# DKRZ data ingest information handling


The submission_forms package provides a collection of components to support the management of information related to data ingest related activities (data transport, data checking, data publication and data archival):

* data submission related information management
  * who, when, what, for which project, data characteristics
* data management related information collection
  * ingest, quality assurance, publication, archiving
  
The information is stored in structured json files which are 1-to-1 mapped to Form objects to simplify information handling. In the following it is assumed that an initial structured json file was generated. For the different ways to generate initial structured json files see the **Workflow_Form_Generation.ipynb** notebook:  

## DKRZ ingest workflow system

Approach:
* Data managment related information is managed in structured json files
* To simplify interactive information updates etc. json files are converted to Form objects
* There are multiple possibilities to populate the json files (and associated Form objects):
  * DKRZ served jupyter notebooks (e.g. in DKRZ jupyterhub http://data-forms.dkrz.de:8080)
  * Client side jupyter notebooks (submission via email, rt ticket, git commit)
  * Client side excel sheets (submission via email, rt ticket)
  * Unstructured email exchange (json population done by data managers)
* A toolset to manage Form objects (specially structured json files) along a well defined workflow
* A toolset to search and intercorrelate data submission information
* Support for W3C prov standard exposure of the structured json files

## 1) Get a Form object for information stored in a json file 

In [26]:
## the following libraries are needed to interact with 
## json based form submissions

from dkrz_forms import form_handler, utils, checks,wflow_handler
from datetime import datetime

In [27]:
## info_file = "path to json file"
info_file = "/opt/jupyter/notebooks/form_directory/CORDEX/CORDEX_aa_11.json"

# load json file and convert to Form object for simple updating
my_form = utils.load_workflow_form(info_file)

In [None]:
# use "tab" completion to view the attributes
# every form has a project and has the above workflow steps associated
my_form.

In [25]:
# evalulate to see doc string of submission part
?my_form


## 2) Explore the structure of a workflow Form object
      (i.e submission workflow json file)
      
The workflow is structured according to the following workfow steps:

* 'sub': data **submission** related information (client side: who, what, how, .., manager side: who, status,.. )
* 'rev': data submission **review** information
* 'ing': data **ingest** related information
* 'qua': data **quality assurance** related information
* 'pub': data **publication** related information
* 'lta': data **long term archival** and data citation related information   

information on the form objects can be retrieved interactively in ipython 
in jupyter notebooks - use again "tab" for completion and ? to retrieve
docstring documentation. 

Examples:

In [None]:
# evaluate to view associated documentation string
?my_form.sub

In [None]:
# use "tab" completion
my_form.sub.

### each workflow step is structured acording to:

* **agent:** step related person or software tool information
* **activity**: step execution related information
* **entity_in**: input information for this workflow step
* **entity_out**: output information for this workflow step

these parts have to be filled for each workflow step to characterize who (**agent**), did what (**activity**) using which input information (**entity_in**) to produce which output information (**entity_out**).

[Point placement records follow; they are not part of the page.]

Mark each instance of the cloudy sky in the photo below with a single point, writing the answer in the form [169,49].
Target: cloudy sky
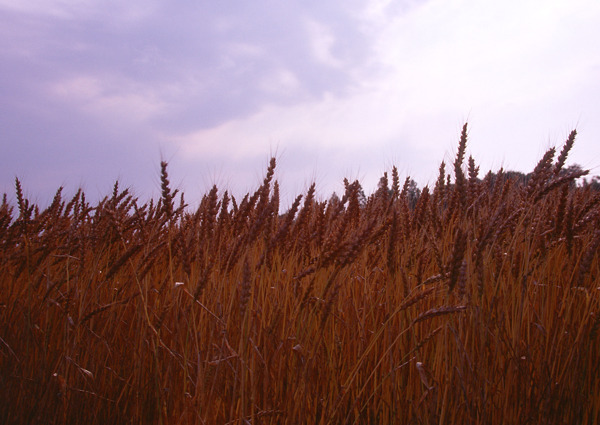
[97,90]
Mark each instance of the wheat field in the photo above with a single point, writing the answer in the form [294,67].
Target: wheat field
[476,301]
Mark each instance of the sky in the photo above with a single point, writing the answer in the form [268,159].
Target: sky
[93,91]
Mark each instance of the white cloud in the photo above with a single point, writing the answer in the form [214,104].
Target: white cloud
[322,42]
[110,101]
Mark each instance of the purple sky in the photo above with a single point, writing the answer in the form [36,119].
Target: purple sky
[94,91]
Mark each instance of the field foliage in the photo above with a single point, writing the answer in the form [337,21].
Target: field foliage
[475,302]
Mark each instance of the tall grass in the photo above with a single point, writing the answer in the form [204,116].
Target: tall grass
[478,303]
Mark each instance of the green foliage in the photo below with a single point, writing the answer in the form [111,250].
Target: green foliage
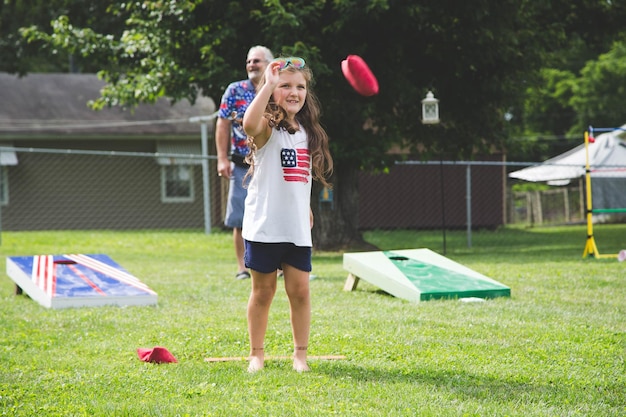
[555,348]
[598,96]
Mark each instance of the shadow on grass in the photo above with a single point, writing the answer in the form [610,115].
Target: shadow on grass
[466,385]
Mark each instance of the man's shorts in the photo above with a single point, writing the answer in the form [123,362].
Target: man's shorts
[268,257]
[236,198]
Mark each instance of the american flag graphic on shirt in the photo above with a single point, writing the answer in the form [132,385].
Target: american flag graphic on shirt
[296,164]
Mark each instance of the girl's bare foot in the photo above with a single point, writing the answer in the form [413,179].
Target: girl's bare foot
[255,365]
[257,359]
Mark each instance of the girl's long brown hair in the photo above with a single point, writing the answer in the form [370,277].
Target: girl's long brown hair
[309,118]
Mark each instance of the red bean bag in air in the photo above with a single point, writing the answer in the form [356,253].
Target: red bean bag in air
[359,75]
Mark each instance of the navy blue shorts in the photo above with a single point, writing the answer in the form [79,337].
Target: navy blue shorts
[268,257]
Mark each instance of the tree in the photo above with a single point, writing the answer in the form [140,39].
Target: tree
[476,56]
[571,92]
[20,57]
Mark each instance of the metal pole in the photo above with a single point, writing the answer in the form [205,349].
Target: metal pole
[443,207]
[468,203]
[206,186]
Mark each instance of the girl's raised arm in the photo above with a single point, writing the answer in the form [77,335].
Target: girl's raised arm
[254,123]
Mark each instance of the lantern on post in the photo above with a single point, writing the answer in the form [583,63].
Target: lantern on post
[430,109]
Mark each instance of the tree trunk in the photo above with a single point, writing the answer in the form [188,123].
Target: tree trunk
[337,222]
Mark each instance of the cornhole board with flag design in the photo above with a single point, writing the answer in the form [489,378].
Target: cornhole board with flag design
[60,281]
[418,275]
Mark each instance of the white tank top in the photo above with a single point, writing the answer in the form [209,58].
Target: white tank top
[279,192]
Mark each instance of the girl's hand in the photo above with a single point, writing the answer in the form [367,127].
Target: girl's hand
[272,74]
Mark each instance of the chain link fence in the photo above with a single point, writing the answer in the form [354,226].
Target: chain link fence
[70,189]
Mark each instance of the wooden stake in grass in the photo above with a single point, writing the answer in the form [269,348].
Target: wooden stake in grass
[245,358]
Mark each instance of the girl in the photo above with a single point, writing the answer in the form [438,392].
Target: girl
[289,149]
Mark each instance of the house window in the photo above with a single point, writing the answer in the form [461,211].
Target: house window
[4,186]
[177,184]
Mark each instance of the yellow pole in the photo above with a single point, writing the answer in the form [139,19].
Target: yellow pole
[590,246]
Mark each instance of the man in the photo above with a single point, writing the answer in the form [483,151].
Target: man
[229,135]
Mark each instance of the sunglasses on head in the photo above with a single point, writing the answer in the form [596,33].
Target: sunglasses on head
[294,61]
[255,61]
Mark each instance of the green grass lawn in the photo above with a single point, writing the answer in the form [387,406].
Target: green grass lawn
[556,347]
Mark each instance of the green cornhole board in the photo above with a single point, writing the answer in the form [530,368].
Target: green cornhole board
[419,275]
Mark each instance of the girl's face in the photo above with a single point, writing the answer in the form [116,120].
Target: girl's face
[290,93]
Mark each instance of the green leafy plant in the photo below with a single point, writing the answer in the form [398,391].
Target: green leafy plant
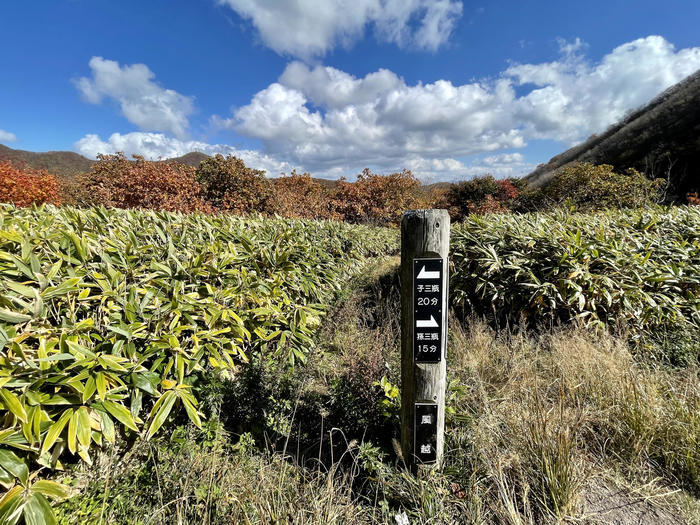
[108,322]
[639,268]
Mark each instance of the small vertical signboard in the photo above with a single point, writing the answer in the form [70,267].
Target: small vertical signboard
[425,238]
[425,433]
[427,310]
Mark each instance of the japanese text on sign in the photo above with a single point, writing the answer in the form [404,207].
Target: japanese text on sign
[425,432]
[428,290]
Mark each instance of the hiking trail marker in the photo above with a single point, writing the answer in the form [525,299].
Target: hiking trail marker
[425,238]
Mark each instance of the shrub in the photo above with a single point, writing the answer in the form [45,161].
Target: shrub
[23,187]
[481,195]
[229,185]
[375,199]
[118,182]
[108,322]
[638,267]
[299,196]
[588,186]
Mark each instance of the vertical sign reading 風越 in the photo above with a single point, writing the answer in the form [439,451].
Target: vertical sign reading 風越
[428,290]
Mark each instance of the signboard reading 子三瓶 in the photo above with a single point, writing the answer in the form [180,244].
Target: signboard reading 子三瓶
[428,290]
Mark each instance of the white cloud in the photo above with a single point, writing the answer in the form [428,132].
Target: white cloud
[328,120]
[308,28]
[155,146]
[574,98]
[6,136]
[142,101]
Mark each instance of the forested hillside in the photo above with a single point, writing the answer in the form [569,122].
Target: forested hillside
[661,139]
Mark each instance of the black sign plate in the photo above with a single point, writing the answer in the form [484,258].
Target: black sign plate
[425,432]
[428,290]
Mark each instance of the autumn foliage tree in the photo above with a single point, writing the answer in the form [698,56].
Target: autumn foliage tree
[118,182]
[299,196]
[481,195]
[229,185]
[589,186]
[24,186]
[375,199]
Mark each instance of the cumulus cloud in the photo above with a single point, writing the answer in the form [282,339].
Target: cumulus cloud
[155,146]
[6,136]
[324,118]
[143,102]
[308,28]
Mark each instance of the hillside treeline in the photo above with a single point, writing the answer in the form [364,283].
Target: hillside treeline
[226,185]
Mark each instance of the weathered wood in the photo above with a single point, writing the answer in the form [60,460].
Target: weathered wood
[424,233]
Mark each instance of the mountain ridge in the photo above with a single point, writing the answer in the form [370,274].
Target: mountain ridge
[660,139]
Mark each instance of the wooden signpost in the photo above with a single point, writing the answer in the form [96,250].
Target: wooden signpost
[425,239]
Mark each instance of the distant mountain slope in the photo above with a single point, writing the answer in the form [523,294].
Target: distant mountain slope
[661,135]
[61,163]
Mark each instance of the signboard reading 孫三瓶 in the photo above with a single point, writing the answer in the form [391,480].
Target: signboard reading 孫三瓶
[428,290]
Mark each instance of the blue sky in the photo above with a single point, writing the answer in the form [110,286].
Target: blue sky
[447,88]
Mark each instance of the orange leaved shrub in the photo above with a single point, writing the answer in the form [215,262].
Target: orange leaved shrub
[375,199]
[22,187]
[118,182]
[229,185]
[299,196]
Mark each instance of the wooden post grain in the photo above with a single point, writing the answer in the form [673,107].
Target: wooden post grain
[424,234]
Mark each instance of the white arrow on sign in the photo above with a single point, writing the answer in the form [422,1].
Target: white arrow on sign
[430,323]
[424,274]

These parts align with the WC3 Prov model allowing for a translation of all collected information based on the W3C prov standard (see the provenance.ipynb notebook for an example).

In [None]:
# example: "tab" completion to view attributes of agent 
# thus - agent has an email, first_name and last_name

my_form.sub.agent.

### agent related information

this is generally defined in the *dkrz_forms.config.workflow_steps.py* templates 
(see source code on github: https://github.com/IS-ENES/submission_forms/dkrz_forms/config/workflow_steps.py)

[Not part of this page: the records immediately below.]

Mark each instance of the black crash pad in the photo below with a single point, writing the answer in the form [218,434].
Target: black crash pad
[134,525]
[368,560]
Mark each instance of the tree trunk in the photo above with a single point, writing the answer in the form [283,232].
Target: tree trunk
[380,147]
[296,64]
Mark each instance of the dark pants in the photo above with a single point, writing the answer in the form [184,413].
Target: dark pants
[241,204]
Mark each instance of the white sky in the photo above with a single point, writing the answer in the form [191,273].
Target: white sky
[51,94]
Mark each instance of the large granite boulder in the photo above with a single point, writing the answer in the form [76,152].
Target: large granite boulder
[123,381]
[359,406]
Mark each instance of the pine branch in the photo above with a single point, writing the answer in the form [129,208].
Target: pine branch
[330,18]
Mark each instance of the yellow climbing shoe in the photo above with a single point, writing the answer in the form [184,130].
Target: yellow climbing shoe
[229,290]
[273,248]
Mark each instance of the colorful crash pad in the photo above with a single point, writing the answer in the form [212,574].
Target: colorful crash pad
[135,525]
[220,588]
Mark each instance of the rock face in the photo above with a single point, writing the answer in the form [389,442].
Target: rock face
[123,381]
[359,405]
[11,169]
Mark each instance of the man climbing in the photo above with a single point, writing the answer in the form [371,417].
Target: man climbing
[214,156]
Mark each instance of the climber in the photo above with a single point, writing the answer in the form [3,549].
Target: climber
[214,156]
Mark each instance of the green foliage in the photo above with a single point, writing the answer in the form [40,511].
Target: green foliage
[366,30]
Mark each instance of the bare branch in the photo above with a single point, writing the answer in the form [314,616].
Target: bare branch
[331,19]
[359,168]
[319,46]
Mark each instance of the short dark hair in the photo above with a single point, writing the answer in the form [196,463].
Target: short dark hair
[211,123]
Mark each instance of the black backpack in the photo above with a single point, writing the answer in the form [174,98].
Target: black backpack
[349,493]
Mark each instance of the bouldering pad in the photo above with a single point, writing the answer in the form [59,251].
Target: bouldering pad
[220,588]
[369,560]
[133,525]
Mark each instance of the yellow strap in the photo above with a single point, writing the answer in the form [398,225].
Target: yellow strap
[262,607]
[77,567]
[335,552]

for example the agent responsible for data submission this is SUBMISSION_AGENT, which is defined as:
    
SUBMISSION_AGENT = { 
   '__doc__': """Attributes characterizing the person responsible for form completion and submission:

       - last_name: Last name of the person responsible for the submission form content
       - first_name: Corresponding first name
       - email: Valid user email address: all follow up activities will use this email to contact end user
       - keyword : user provided key word to remember and separate submission
              """,
    'i_name': 'submission_agent',
    'last_name' : 'mandatory',
    'first_name' : 'mandatory',
    'keyword': 'mandatory',
    'email': 'mandatory',
    'responsible_person':'mandatory'
  }

All entries charactized as 'mandatory' have to be filled. 

In [8]:
# e.g. set email of person responsible for data submission:
my_form.sub.agent.email = 'franz_mustermann@hzg.de'

#### activity related information

again the generic definition is defined in the dkrz_forms.workflow_steps.py templates. 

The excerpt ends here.